No. Cockerell herself has cited these very organizations in other articles. For example, in her article, “Revealed: New videos expose China’s forced migration of Uyghurs during the pandemic,” she cites UHRP she herself admits is based in Washington DC – though she omits any mention of the organization’s US NED funding.
The summation of evidence provided in Cockerell’s articles is anecdotal – based on personal accounts – or provided by dubious US-based US government-funded fronts like UHRP which – in turn – depend entirely on anecdotal accounts.
The NED is chaired by many prominent political figures in the US who openly promoted the 2003 US invasion of Iraq, many wars and interventions beforehand, and many since. This includes Elliot Abrams who had until recently oversaw US regime change attempts in Venezuela before being reassigned to targeting Iran.
It was fabricated accusations the US used to first apply sanctions against Iraq, to undermine its government upon the global stage, and eventually justify military aggression against Iraq including a devastating invasion in 2003 and subsequent occupation that is ongoing to this very day.
A similar strategy is now being aimed at China.
NED is also chaired by figures in the US media guilty of helping promote these fabricated accusations – not only against Iraq but against other targets of US military aggression and regime change including Libya, Syria, Ukraine, and more recently China’s Hong Kong.
This includes the Washington Post’s Anne Applebaum.
Applebaum is also on Coda’s board of advisers alongside others drawn straight from the US and British corporate and state media.
Thus – from funding the organizations telling the lies – to spreading those lies across the corporate media – to then buttressing those lies with fronts posing as smaller, third-party news organizations like Coda – the US government and those aiding its efforts are involved in every step of the way.
For lies about China’s “abuses” of Uyghurs in Xinjiang – Anne Applebaum literally helped oversee the funding of fronts like WUC and UHRP producing these baseless accusations.
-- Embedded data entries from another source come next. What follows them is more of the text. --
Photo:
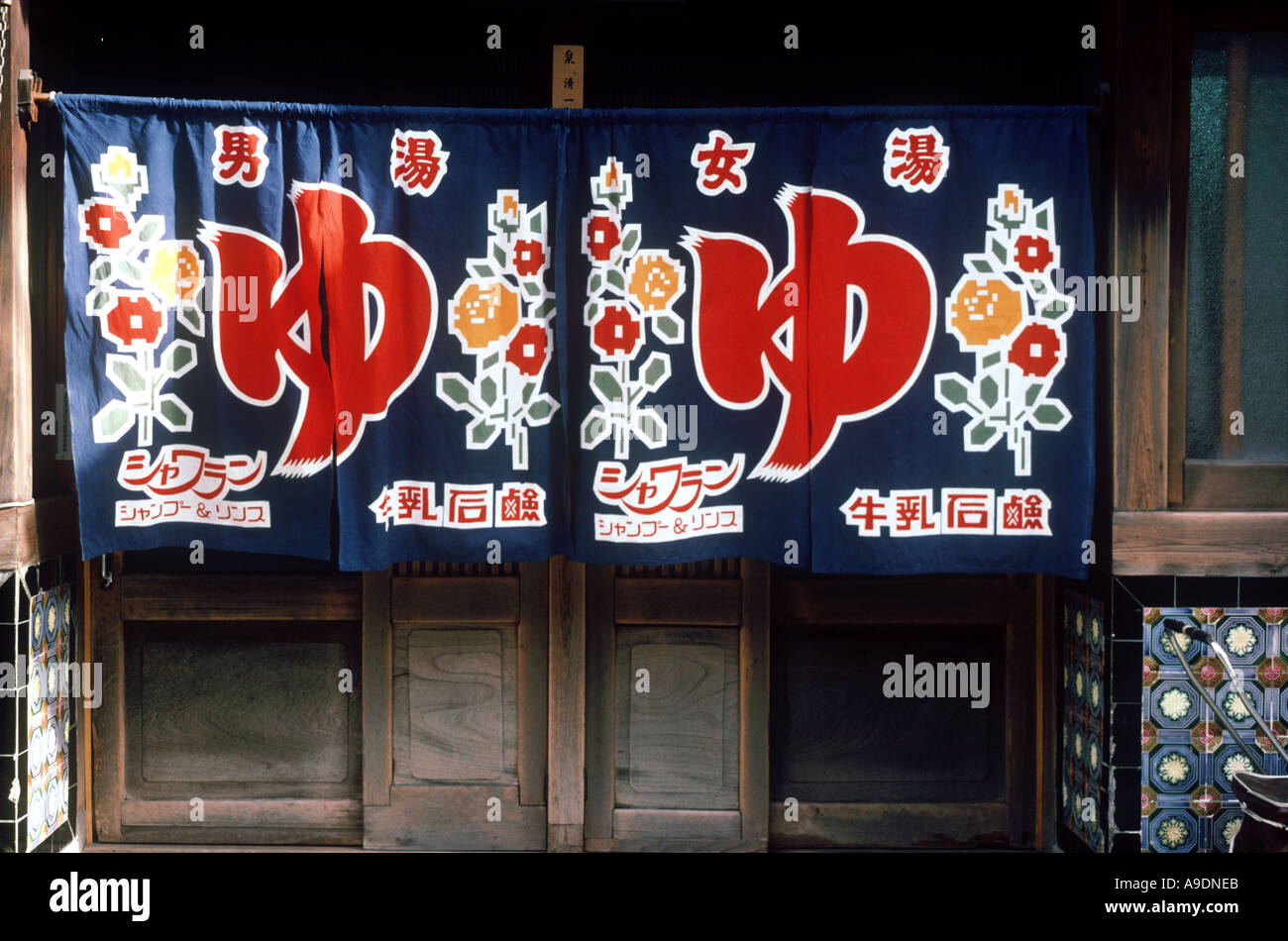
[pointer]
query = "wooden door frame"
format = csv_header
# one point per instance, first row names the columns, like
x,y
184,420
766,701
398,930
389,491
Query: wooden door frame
x,y
739,602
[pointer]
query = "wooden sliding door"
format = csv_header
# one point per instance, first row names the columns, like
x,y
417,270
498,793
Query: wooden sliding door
x,y
456,722
231,708
677,698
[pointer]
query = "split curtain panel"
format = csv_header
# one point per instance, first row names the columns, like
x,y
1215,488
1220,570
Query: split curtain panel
x,y
842,339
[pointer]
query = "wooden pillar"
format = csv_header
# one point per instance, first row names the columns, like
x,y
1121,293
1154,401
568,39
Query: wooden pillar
x,y
16,416
566,759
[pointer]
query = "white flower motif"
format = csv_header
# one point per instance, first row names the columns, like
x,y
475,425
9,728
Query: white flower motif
x,y
1173,769
1175,703
1234,707
1235,765
1240,640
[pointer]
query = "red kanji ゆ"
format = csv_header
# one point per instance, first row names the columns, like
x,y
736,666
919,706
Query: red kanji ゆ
x,y
751,325
1022,512
915,158
468,506
279,336
719,162
913,512
867,510
240,156
417,161
520,505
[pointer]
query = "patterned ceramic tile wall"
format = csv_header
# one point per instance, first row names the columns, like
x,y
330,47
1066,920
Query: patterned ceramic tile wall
x,y
1186,803
38,621
1083,790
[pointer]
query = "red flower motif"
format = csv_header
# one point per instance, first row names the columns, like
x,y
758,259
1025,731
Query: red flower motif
x,y
616,332
1035,351
134,323
527,349
528,258
1033,254
601,236
104,224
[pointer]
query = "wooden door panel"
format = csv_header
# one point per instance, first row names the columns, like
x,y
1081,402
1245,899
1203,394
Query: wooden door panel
x,y
465,680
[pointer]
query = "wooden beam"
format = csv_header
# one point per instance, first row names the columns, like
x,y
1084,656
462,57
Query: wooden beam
x,y
108,721
533,673
566,759
16,417
456,600
1201,544
43,529
754,703
1142,132
567,84
896,825
715,601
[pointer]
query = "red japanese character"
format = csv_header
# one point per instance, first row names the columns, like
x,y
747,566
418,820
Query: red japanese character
x,y
417,161
240,156
797,330
915,158
719,162
279,336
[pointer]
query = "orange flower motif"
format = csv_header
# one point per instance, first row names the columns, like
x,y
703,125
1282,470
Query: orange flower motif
x,y
986,309
655,279
484,312
175,271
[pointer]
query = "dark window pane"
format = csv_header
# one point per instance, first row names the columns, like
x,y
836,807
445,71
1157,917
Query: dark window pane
x,y
1236,304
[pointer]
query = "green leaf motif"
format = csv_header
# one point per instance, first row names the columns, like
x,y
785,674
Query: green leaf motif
x,y
952,390
172,413
999,249
988,390
541,409
130,270
604,382
595,429
101,269
983,434
112,421
192,317
649,429
150,229
669,326
1055,310
656,370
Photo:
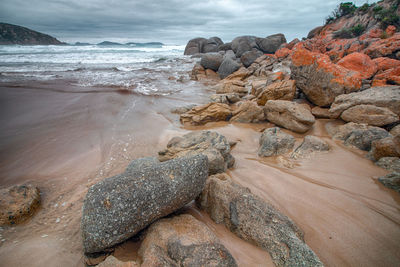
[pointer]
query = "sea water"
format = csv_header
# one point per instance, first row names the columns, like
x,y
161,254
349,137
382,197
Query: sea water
x,y
129,67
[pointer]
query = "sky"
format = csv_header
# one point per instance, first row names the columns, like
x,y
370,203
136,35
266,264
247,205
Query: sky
x,y
169,21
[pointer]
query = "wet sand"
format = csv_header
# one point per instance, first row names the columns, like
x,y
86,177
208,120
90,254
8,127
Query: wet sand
x,y
65,140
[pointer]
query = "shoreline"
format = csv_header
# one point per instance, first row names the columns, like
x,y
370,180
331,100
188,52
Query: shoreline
x,y
293,191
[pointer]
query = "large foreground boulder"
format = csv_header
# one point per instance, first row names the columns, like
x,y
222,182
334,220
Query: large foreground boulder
x,y
118,207
183,241
18,203
271,44
282,90
256,221
212,144
206,113
387,97
290,115
275,142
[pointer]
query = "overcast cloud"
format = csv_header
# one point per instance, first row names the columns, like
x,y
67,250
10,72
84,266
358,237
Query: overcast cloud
x,y
170,21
Applebaum’s employer – the Washington Post – would then transform these fabrications into headline news – then use Coda she serves as adviser to as one of many “third-party” amplifiers in the US government’s echo chamber.
This is not journalism nor confronting fake news and disinformation. This is an industrialized pipeline pumping out fake news.
Another smear aimed at alternative media publications challenging Washington’s Uyghur-Xinjiang narrative published by Axios – citing Coda – would claim:
One classic Russian disinformation tactic is the amplification of “conspiracy websites,” which Rosenberger said are third-party sites without funding transparency that promote the same theories the state aims to boost.
“Having westerners say things that are in line with the state narrative helps bolster their claims,” Darren Byler, a postdoctoral fellow at the University of Colorado Boulder’s Center for Asian Studies, said in a July 30 interview with Coda Story.
What separates “disinformation” from information are actual facts – which are clearly absent amidst the West’s attacks on China. Thus, Axios and Coda are accusing “Russia” and “China” of doing precisely what they themselves are clearly doing. Axios and Coda are not only “third-party sites” being amplified by the Western media to help promote their false narratives, they are third-party sites created specifically for this purpose.
It is no surprise that those actually engaged in fake news on an industrial scale would attempt to shift the blame elsewhere. The growing number of organizations across the West dedicated to shifting this blame and smearing those questioning transparently false and politically-motivated narratives promoted by verified liars and aggressors – is itself growing to an industrial scale.
But the necessity for such levels of deception only means there is an equal or greater level of honest people engaged in real journalism and analysis – efforts that are making a difference, and efforts that should continue if not doubled.
Tony Cartalucci, Bangkok-based geopolitical researcher and writer, especially for the online magazine“New Eastern Outlook”.